Duties and responsibilities
- Consult with clients, vendors, staff and management to assess all aspects of production
- Study operations flow, organisational charts and project information to determine worker functions
- Review orders, manufacturing specifications, production schedules and procedures
- Discuss production and design standards with management and other relevant staff
- Collect and analyse statistical data on processes and staff requirements
- Recommend methods for improving manufacturing methods and personnel utilisation
- Develop cost analysis systems to improve efficiency of staff and fully utilise facility
- Determine accuracy of design drawings, production standards and testing equipment
- Create quality control procedures to eliminate production errors and reduce costs
- Record all data, process changes, design alterations, production improvements and compile reports
Skills and knowledge
AVERAGE WORKING HOURS
Industrial engineers typically split their time between offices and observing processes on-site in various industries. Depending on the project, you may spend long hours analysing data on a computer or several days watching how workers interact with automated equipment at a manufacturing plant. Most industrial engineers work full time during office hours, but some projects may require a varying schedule or overtime.
As an industrial engineer, you may need to travel to local, national or international sites. When working on the manufacturing floor, you will likely be required to wear appropriate safety gear, such as hard hats and safety glasses.
Annual salary estimates are based on data published on the Today's Military website.

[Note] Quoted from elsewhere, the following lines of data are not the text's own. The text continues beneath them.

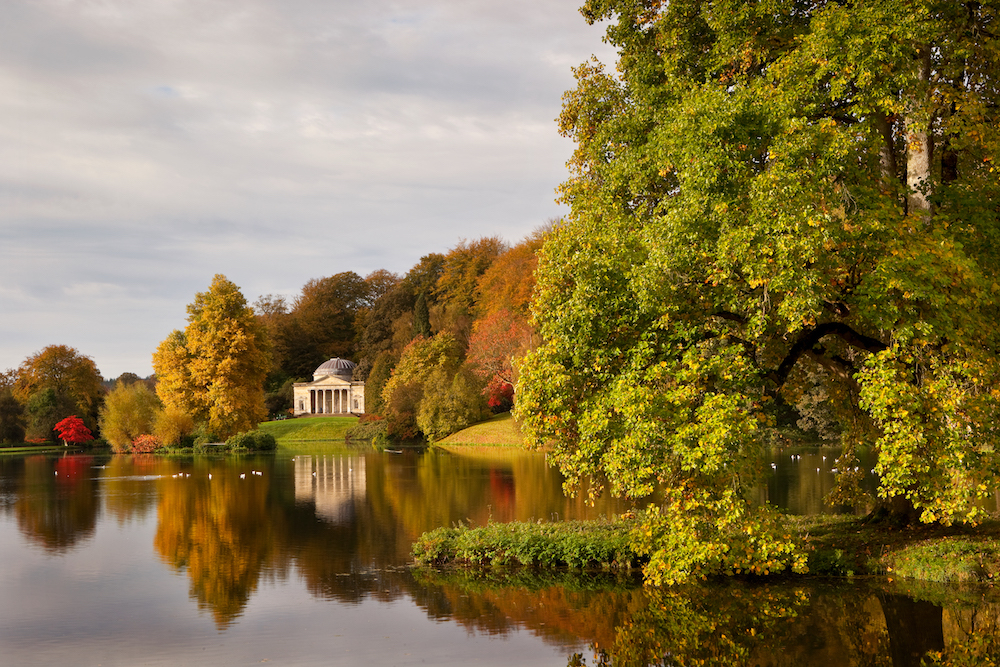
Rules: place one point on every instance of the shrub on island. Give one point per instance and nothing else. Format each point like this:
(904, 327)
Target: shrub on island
(252, 441)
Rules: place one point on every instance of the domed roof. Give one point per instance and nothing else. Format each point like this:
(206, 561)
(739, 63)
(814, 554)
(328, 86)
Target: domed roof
(337, 366)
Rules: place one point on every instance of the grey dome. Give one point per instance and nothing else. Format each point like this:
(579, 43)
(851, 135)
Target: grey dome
(338, 367)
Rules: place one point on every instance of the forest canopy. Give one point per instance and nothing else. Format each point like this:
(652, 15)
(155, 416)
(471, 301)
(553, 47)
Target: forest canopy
(781, 212)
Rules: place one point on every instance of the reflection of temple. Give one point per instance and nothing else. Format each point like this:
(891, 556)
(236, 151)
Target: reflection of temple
(332, 483)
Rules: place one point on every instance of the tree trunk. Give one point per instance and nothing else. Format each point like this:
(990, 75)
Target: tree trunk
(919, 143)
(887, 154)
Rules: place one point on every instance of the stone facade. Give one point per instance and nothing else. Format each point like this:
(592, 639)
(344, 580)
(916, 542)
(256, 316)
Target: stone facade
(332, 392)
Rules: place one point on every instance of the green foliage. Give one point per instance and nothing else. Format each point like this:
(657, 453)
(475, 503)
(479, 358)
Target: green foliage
(45, 409)
(743, 236)
(252, 441)
(431, 390)
(451, 402)
(72, 376)
(375, 431)
(172, 426)
(321, 323)
(380, 373)
(949, 560)
(129, 411)
(312, 429)
(11, 417)
(603, 544)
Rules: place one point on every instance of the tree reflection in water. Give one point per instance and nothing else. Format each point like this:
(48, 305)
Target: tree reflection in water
(346, 531)
(56, 504)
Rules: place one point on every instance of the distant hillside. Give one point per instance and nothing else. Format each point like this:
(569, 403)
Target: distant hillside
(500, 431)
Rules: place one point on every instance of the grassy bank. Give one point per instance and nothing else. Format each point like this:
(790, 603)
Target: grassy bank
(836, 546)
(585, 544)
(308, 429)
(500, 431)
(29, 449)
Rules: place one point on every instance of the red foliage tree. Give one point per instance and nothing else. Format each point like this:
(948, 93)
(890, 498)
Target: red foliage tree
(496, 341)
(72, 429)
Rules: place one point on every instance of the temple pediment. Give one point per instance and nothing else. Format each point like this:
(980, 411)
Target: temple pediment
(331, 392)
(328, 381)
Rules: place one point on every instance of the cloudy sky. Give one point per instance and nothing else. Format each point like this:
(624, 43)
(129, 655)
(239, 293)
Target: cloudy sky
(146, 145)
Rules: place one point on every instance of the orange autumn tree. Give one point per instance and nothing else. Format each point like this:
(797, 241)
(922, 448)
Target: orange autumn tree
(215, 369)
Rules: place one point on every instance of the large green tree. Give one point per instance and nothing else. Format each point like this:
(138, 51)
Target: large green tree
(215, 369)
(71, 375)
(769, 200)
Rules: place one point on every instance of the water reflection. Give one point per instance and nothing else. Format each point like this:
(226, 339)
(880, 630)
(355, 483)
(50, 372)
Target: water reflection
(340, 525)
(56, 502)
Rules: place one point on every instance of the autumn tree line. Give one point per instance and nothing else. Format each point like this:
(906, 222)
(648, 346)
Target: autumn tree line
(435, 347)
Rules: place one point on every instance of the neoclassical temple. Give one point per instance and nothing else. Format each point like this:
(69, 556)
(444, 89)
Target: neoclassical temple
(332, 392)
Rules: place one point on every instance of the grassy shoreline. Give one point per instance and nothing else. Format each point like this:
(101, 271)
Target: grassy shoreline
(836, 546)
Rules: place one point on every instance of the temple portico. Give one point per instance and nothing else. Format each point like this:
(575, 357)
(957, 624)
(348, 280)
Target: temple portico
(332, 392)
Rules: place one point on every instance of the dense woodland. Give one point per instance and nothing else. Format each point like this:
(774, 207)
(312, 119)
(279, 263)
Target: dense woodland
(435, 347)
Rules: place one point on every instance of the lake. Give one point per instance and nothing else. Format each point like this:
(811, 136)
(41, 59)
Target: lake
(303, 559)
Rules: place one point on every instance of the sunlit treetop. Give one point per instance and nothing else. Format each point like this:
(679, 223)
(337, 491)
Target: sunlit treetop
(774, 203)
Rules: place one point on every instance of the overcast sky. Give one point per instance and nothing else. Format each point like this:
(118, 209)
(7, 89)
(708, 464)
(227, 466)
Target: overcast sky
(146, 145)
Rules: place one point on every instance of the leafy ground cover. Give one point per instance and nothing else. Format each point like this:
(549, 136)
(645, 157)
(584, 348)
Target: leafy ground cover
(836, 546)
(308, 429)
(601, 544)
(947, 554)
(498, 431)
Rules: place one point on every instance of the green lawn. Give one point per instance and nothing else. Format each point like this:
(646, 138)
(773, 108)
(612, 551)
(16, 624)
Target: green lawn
(500, 431)
(309, 429)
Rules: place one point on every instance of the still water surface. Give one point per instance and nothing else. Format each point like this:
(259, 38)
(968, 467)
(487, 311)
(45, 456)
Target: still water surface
(302, 559)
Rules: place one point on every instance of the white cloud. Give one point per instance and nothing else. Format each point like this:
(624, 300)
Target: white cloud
(149, 145)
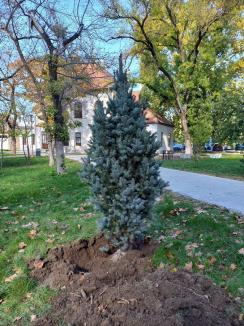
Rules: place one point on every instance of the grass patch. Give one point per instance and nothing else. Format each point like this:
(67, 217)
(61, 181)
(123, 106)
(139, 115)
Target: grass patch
(227, 166)
(209, 238)
(58, 208)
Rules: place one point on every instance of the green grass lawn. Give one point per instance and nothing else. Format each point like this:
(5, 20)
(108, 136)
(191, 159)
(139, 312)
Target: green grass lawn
(228, 166)
(34, 198)
(40, 210)
(201, 238)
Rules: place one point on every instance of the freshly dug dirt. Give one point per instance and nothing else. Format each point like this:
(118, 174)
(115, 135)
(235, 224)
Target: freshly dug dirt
(113, 289)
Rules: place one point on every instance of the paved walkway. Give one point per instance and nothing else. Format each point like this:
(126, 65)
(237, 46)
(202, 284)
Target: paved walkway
(214, 190)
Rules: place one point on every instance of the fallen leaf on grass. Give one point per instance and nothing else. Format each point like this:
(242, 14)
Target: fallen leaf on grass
(33, 225)
(201, 267)
(33, 318)
(88, 215)
(233, 267)
(28, 295)
(32, 234)
(199, 210)
(188, 266)
(49, 240)
(38, 264)
(178, 232)
(212, 260)
(190, 247)
(22, 245)
(241, 251)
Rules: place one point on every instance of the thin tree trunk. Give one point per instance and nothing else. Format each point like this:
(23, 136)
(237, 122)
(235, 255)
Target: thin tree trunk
(13, 144)
(59, 147)
(50, 152)
(3, 131)
(187, 136)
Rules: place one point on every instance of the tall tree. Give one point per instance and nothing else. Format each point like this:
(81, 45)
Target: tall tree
(181, 45)
(228, 114)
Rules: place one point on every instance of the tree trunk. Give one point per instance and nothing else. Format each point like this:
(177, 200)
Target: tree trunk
(50, 151)
(187, 136)
(13, 144)
(59, 147)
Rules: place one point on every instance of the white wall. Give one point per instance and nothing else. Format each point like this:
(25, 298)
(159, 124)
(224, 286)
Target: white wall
(162, 135)
(6, 143)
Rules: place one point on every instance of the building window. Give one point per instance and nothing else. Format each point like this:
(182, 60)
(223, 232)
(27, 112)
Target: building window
(162, 139)
(78, 139)
(78, 110)
(33, 139)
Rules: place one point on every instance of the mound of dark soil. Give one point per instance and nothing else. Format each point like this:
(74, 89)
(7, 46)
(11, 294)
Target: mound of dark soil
(123, 289)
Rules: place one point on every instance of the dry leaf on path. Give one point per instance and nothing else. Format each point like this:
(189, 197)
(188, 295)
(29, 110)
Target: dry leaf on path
(32, 234)
(233, 267)
(11, 278)
(241, 251)
(22, 245)
(38, 264)
(212, 260)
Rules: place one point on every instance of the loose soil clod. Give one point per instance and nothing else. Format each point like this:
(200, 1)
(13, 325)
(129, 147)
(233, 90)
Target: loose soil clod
(96, 290)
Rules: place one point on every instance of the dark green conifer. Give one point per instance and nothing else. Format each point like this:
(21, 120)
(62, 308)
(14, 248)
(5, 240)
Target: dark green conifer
(121, 168)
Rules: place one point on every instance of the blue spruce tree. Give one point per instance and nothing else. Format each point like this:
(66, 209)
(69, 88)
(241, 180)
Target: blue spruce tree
(121, 168)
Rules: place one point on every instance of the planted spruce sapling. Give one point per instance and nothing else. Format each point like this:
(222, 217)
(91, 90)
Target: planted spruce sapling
(121, 168)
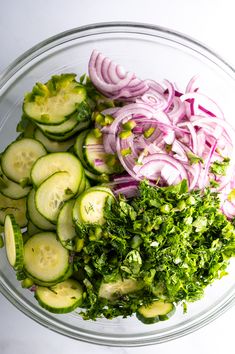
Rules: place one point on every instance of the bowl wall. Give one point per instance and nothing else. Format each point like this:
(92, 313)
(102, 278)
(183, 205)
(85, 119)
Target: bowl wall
(150, 52)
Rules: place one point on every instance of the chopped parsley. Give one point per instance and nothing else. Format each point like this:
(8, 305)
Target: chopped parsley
(171, 241)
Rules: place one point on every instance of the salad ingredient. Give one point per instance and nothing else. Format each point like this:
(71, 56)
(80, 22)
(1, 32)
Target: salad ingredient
(16, 207)
(154, 312)
(52, 193)
(13, 242)
(54, 102)
(137, 188)
(65, 226)
(56, 162)
(19, 157)
(60, 298)
(45, 259)
(35, 217)
(89, 206)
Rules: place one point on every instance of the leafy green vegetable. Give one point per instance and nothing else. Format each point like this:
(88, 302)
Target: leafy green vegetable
(220, 167)
(173, 241)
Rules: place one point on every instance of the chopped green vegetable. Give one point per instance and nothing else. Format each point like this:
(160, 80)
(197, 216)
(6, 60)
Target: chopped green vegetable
(173, 241)
(220, 167)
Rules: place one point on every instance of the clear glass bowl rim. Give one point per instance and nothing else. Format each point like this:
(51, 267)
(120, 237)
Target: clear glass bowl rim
(89, 30)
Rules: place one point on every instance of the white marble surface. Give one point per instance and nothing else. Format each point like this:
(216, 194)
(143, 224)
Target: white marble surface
(24, 23)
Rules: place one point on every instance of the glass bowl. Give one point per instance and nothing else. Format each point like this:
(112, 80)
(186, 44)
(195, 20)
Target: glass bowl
(151, 52)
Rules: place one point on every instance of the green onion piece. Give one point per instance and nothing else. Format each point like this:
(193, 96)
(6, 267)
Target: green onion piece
(108, 119)
(1, 242)
(24, 182)
(98, 117)
(125, 134)
(111, 160)
(97, 133)
(165, 209)
(149, 132)
(129, 125)
(79, 244)
(231, 196)
(125, 152)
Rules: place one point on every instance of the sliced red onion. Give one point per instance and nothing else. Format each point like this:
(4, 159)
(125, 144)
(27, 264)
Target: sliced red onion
(112, 80)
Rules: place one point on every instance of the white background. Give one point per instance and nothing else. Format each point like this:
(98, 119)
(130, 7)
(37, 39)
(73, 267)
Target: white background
(24, 23)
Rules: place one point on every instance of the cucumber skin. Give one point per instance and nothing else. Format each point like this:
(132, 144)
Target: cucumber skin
(155, 319)
(18, 240)
(64, 310)
(66, 276)
(9, 146)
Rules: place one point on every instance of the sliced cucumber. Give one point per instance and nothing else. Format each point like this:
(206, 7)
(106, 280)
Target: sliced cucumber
(51, 145)
(32, 229)
(64, 297)
(55, 162)
(19, 157)
(89, 206)
(55, 101)
(78, 146)
(52, 193)
(13, 242)
(65, 226)
(60, 129)
(98, 161)
(11, 189)
(156, 311)
(112, 291)
(79, 127)
(15, 207)
(45, 259)
(37, 219)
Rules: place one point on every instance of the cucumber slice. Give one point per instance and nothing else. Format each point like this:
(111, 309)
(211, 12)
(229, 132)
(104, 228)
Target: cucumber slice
(37, 219)
(98, 160)
(61, 298)
(78, 146)
(55, 101)
(17, 207)
(13, 242)
(51, 145)
(32, 229)
(89, 206)
(65, 226)
(45, 259)
(79, 127)
(51, 195)
(155, 312)
(55, 162)
(60, 129)
(19, 157)
(11, 189)
(112, 291)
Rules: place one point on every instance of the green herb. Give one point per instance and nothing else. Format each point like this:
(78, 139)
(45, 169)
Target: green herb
(220, 167)
(172, 241)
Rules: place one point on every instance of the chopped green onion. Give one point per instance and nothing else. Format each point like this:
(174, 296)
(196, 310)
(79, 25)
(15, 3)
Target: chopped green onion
(97, 133)
(125, 134)
(79, 244)
(1, 242)
(149, 132)
(125, 152)
(27, 283)
(129, 125)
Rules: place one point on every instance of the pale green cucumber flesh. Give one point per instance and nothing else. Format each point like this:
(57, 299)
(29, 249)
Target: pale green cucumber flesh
(45, 258)
(19, 157)
(52, 193)
(13, 242)
(16, 207)
(65, 226)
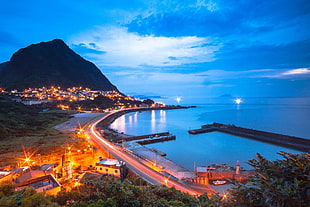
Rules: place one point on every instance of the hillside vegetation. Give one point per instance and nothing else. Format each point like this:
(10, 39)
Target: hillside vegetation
(17, 119)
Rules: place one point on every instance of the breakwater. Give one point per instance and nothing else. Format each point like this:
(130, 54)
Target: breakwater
(280, 139)
(161, 139)
(147, 139)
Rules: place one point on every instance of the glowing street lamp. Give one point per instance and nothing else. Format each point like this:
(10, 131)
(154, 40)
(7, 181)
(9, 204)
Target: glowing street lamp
(166, 181)
(238, 101)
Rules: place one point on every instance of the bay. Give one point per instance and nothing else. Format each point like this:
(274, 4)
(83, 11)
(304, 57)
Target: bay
(289, 116)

Bachelor's degree in industrial engineering
Industrial engineers typically have a four-year degree in industrial engineering or industrial engineering technology. Some may have achieved related degrees in mechanical, electrical, manufacturing or general engineering. High school students interested in pursuing an industrial engineering career should focus their coursework on mathematics, computer science, chemistry and physics.
Some colleges and universities offer a combined bachelor's and master's degree programme which typically takes five years to complete. Consider looking for cooperative education programmes that combine classroom and lab study with practical experience.
Entry-level industrial engineer jobs do not require licensure. Individual states offer a Professional Engineering (PE) licence to engineers who have an ABET-accredited degree, at least four years of experience and passing grades on the Fundamentals of Engineering (FE) and Professional Engineering exams.
Entry-level industrial engineers typically begin work under the supervision of experienced engineers. Passing the FE exam after earning your degree, taking any corporate training offered and earning experience on the job can help you move on to projects with more responsibility.
Getting your full PE licence opens up more job opportunities and team leadership roles. Many industrial engineers focus on a specialty, such as quality engineer or facility planner. Earning a master's degree in your specialty can also help you land the more challenging and lucrative jobs.
You may also consider roles in management. A graduate degree opens the door to teaching at a university or a job in research and development.